I thought I might mention something I've been working on recently and am also curious to know if anyone else here has ever heard of it or done anything with it.
https://en.m.wikipedia.org/wiki/Vuilleumier_cycle
This "heat pump" is quite interesting. I think the patent is quite facinating and informative.
Apparently the concept works and is quite efficient from what little I've been able to find out about it.
Anyway I THINK I've worked out a way of combining an ordinary small LTD type Stirling engine with a Vuilleumier heat pump so as to create a very simple and relatively easy to build realization of Tesla's Ambient heat engine that could "run on ice" that never melts.
The basic concept is to add a second regenerative displacer to the bottom half of an ordinary LTD Stirling and have the movement of this displacer timed in such a way that it should absorb some heat from the ice that the stirling is running on.
In otherwords the Stirling running on ambient heat comming in from above will simultaneouly use some very little of its energy gained from the ambient heat to move a second displacer/regenerator that acts as a Vuilleumier type heat pump.
Put another way the engine will have two regenerators. One drawing heat from the warm ambient air above and the other drawing heat from the colder ice below. (Ice itself still contains a great deal of heat in actuality)
A. Vuilleumier heat pump itself functions in much the same way. Using two seperate regenerators to draw heat in from both ends.
The major difference is that a Vuilleumier heat pump outputs only heat and cooling but has no power output. So the idea in some respect is to take a Vuilleumier heat pump with two regenerators and incorporate a piston so that the heat is converted and output as "work" instead of heat.
I'm quite enthusiastic about this Vuilleumier heat pump.
I've designed some engines on the principle Tesla described before. Basically on the order of a Stirling engine being used to run a vapor-compression type heat pump using air as a "working fluid". That is, a Stirling engine running an air-cycle refrigerator to keep itself cool.

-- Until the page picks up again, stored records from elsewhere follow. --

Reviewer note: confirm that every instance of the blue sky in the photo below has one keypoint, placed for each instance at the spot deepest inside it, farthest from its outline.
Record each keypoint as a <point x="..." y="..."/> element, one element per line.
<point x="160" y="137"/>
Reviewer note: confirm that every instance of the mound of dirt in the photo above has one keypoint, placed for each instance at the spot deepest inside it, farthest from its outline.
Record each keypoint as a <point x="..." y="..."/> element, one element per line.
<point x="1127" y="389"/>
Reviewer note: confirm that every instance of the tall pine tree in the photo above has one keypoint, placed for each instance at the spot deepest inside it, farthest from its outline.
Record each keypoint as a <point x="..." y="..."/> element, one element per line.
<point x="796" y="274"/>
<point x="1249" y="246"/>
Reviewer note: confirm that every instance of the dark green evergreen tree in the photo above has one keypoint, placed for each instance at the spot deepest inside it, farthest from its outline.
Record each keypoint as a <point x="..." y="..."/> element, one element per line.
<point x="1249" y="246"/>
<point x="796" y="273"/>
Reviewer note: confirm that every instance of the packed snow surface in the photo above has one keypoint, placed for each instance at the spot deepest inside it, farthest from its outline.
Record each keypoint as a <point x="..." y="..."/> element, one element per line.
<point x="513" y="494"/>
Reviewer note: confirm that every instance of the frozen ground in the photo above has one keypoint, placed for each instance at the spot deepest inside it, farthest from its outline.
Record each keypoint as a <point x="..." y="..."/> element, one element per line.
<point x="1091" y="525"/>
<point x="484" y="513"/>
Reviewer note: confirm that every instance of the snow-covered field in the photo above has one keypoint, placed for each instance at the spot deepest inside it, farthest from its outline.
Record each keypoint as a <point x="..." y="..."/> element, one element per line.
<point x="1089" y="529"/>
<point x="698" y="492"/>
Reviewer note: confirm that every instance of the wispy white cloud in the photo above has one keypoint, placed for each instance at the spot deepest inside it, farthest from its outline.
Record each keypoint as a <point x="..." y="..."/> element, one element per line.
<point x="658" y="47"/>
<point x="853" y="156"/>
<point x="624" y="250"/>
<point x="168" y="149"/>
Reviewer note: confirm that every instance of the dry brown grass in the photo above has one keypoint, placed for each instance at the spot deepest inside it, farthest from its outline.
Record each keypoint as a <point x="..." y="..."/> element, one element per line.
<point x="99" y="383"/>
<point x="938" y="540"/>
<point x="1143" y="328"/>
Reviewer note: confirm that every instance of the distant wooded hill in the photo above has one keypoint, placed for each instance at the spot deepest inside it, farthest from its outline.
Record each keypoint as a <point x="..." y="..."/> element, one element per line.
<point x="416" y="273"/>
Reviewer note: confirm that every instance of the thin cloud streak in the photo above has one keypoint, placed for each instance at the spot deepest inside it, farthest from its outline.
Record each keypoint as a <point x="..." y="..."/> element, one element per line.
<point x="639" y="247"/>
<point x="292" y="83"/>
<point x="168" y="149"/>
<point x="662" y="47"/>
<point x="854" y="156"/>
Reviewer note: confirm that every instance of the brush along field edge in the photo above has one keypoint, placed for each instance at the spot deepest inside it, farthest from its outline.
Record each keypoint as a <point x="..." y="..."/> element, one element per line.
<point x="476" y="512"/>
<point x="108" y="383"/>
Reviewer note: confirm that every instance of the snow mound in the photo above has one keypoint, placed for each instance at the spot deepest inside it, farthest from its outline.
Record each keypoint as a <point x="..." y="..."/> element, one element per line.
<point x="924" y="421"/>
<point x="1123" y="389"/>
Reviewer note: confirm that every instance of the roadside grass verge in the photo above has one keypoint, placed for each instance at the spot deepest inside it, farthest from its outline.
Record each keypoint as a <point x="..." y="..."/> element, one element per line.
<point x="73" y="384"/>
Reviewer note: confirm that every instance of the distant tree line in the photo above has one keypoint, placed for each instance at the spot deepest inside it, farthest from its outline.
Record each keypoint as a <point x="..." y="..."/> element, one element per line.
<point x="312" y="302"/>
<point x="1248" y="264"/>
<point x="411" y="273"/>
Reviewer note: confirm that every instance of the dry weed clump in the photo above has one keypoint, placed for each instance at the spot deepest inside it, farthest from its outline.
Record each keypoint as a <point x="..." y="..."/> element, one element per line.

The main problem I've run into with that is, building such a thing, a combined Stirling engine and what amounts to a refrigerator combined required quite a bit of precission engineering and macine shop work for things like compressor piston & cylinder and an expansion turbine.. So I've been spending a lot of time and money trying to set up a machine shop. Which in itself has cost me thousands of dollars. Not only for the equipment but also for some space to set it all up.
Using a Vuilleumier heat pump for cooling as an alternative to an air-cycle system is, I think, much more straightforward, as well as much simpler and a whole lot easier to construct. All that is needed that would not be needed to build a little model LTD Stirling is a little extra steel wool for the additional regenerator.
That is, it can be constructed without a machine shop and without precision tooling. No compressor. No turbine. Just a second displacer/ regenerator added to what would otherwise be an ordinary LTD Stirling. And well... Some additional linkage.
The important thing of course is the timming of the two displacers so as to have them working in phase to effect both Stirling engine power output and Vuilleumier cycle cooling simultaneously in the one selfsame device.